Problems: CF 182D, CF 1138B

Pattern 3: Counting Substring Occurrences

Count how many times each prefix of $s$ appears as a substring. Process $π$ in reverse: each $π [i] > 0$ means the prefix of length $π [i]$ appears once more. Propagate counts up the failure-link chain.

cpp

auto pi = prefix_function(s);
int n = s.size();
vector<int> cnt(n + 1, 1); // each prefix appears at least once (itself)
for (int i = n - 1; i >= 1; i--)
    cnt[pi[i]] += cnt[i];
// cnt[k] = number of times s[0..k-1] appears in s (for k >= 1)
// cnt[0] accumulates leftover and is usually not meaningful.

Problems: CF 432D, CF 1163D

Pattern 4: String Borders (Prefix = Suffix)

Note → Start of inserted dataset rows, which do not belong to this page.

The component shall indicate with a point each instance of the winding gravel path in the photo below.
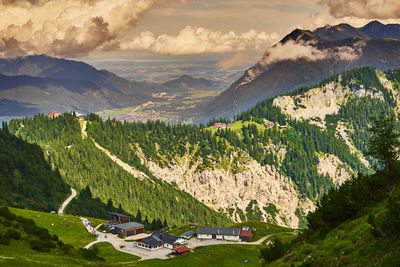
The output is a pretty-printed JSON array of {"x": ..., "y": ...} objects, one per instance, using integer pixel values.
[{"x": 67, "y": 201}]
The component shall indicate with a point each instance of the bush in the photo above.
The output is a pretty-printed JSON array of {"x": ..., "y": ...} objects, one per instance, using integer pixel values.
[
  {"x": 4, "y": 240},
  {"x": 13, "y": 234}
]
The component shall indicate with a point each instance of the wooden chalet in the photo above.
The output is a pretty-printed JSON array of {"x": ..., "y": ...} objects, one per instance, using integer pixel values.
[
  {"x": 129, "y": 229},
  {"x": 182, "y": 250},
  {"x": 245, "y": 235},
  {"x": 158, "y": 240},
  {"x": 165, "y": 229},
  {"x": 231, "y": 234},
  {"x": 54, "y": 114},
  {"x": 119, "y": 218}
]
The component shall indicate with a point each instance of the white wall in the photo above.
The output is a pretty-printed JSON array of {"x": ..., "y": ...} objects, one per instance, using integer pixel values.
[
  {"x": 140, "y": 245},
  {"x": 204, "y": 236},
  {"x": 232, "y": 238}
]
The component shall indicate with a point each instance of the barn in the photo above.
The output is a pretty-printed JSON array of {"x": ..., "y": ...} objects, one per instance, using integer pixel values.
[
  {"x": 129, "y": 229},
  {"x": 230, "y": 234}
]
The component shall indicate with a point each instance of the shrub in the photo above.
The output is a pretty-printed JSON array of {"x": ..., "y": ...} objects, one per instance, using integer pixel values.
[
  {"x": 13, "y": 234},
  {"x": 273, "y": 252}
]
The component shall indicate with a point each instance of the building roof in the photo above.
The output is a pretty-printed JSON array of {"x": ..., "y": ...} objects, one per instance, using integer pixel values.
[
  {"x": 152, "y": 241},
  {"x": 166, "y": 228},
  {"x": 130, "y": 225},
  {"x": 246, "y": 233},
  {"x": 117, "y": 214},
  {"x": 188, "y": 234},
  {"x": 182, "y": 249},
  {"x": 218, "y": 231}
]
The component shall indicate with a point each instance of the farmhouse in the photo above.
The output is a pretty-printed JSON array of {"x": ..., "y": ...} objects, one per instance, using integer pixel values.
[
  {"x": 222, "y": 125},
  {"x": 245, "y": 235},
  {"x": 231, "y": 234},
  {"x": 54, "y": 114},
  {"x": 268, "y": 124},
  {"x": 165, "y": 229},
  {"x": 116, "y": 219},
  {"x": 129, "y": 229},
  {"x": 182, "y": 250},
  {"x": 158, "y": 240},
  {"x": 150, "y": 243},
  {"x": 187, "y": 234}
]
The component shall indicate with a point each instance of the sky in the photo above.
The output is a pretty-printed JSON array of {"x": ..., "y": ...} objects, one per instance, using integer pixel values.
[{"x": 241, "y": 29}]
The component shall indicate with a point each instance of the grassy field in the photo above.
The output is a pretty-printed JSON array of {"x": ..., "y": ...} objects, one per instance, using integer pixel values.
[
  {"x": 19, "y": 254},
  {"x": 350, "y": 244},
  {"x": 68, "y": 228},
  {"x": 261, "y": 229},
  {"x": 221, "y": 255},
  {"x": 114, "y": 257}
]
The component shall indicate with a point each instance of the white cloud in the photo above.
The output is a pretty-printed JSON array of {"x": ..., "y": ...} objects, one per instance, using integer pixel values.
[
  {"x": 369, "y": 9},
  {"x": 193, "y": 40},
  {"x": 292, "y": 50}
]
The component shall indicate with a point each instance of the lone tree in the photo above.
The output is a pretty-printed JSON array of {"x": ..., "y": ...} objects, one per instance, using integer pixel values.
[{"x": 384, "y": 142}]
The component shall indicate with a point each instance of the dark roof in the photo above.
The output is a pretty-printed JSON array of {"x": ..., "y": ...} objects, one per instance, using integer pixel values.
[
  {"x": 166, "y": 238},
  {"x": 247, "y": 233},
  {"x": 152, "y": 241},
  {"x": 126, "y": 226},
  {"x": 188, "y": 234},
  {"x": 218, "y": 231},
  {"x": 117, "y": 214},
  {"x": 182, "y": 249}
]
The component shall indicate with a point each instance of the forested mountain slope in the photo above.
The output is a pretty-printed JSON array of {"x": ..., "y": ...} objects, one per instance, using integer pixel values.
[
  {"x": 81, "y": 164},
  {"x": 260, "y": 172},
  {"x": 27, "y": 179},
  {"x": 273, "y": 162},
  {"x": 358, "y": 223}
]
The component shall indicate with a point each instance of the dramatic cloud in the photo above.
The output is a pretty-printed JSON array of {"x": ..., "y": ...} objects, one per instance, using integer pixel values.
[
  {"x": 197, "y": 40},
  {"x": 369, "y": 9},
  {"x": 70, "y": 28},
  {"x": 292, "y": 50}
]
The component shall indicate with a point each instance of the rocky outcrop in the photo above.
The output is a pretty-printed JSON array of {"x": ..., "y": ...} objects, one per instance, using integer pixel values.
[
  {"x": 332, "y": 166},
  {"x": 225, "y": 190}
]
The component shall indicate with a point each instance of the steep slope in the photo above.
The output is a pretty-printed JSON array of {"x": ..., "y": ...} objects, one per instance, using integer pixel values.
[
  {"x": 81, "y": 164},
  {"x": 26, "y": 179},
  {"x": 355, "y": 225},
  {"x": 264, "y": 171},
  {"x": 304, "y": 58}
]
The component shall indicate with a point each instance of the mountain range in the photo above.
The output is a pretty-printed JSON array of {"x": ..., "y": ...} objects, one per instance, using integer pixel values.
[
  {"x": 40, "y": 83},
  {"x": 323, "y": 52}
]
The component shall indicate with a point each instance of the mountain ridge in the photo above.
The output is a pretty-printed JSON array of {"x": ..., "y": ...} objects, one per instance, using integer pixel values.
[{"x": 324, "y": 47}]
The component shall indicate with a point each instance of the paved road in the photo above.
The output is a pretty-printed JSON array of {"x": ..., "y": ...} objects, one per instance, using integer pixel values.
[
  {"x": 67, "y": 201},
  {"x": 84, "y": 128}
]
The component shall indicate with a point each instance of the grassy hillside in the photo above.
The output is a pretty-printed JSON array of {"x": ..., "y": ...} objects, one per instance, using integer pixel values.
[
  {"x": 24, "y": 243},
  {"x": 68, "y": 228},
  {"x": 221, "y": 255},
  {"x": 27, "y": 179}
]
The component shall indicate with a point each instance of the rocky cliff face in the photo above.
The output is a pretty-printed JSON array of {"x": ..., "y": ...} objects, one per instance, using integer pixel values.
[{"x": 239, "y": 194}]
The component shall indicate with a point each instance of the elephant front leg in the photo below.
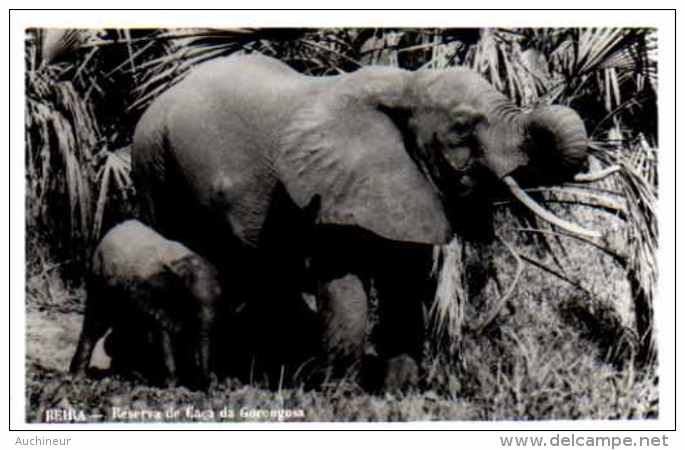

All borders of a string $s$ have lengths $π [n - 1], π [π [n - 1] - 1], π [π [π [n - 1] - 1] - 1], \dots$ -- just follow the failure-link chain until you reach 0.

cpp

auto pi = prefix_function(s);
int n = s.size();
vector<int> borders;
int k = pi[n - 1];
while (k > 0) {
    borders.push_back(k);
    k = pi[k - 1];
}

  VISUAL: ALL BORDERS OF "abacaba" via failure chain

  a b a c a b a
  ├─────────────┤  full string (length 7)
  ├─────┤         π[6]=3: prefix "aba" = suffix "aba"  OK
  │a b a│c a│b a│
  ├─┤               π[2]=1: prefix "a" = suffix "a"    OK
  │a│b a c a b│a│
  
  Chain: 3 -> 1 -> 0 (stop). Borders: {3, 1}.

Problems: CF 126B, CF 1092F

Pattern 5: Number of Distinct Substrings (Incremental)

Add characters one by one and use Z-function to count new distinct substrings. When appending character $c$ to current string $s$ , compute Z-function of $reverse (s + c)$ . The number of new substrings is $| s | + 1 - max (Z [i])$ .

Problems: CF 271D

Pattern 6: Automaton Construction (KMP Automaton)

Precompute the transition function $δ [j] [c]$ for all states $j$ and characters $c$ . This gives $O (1)$ per character matching and is useful when matching against multiple texts or combining with DP.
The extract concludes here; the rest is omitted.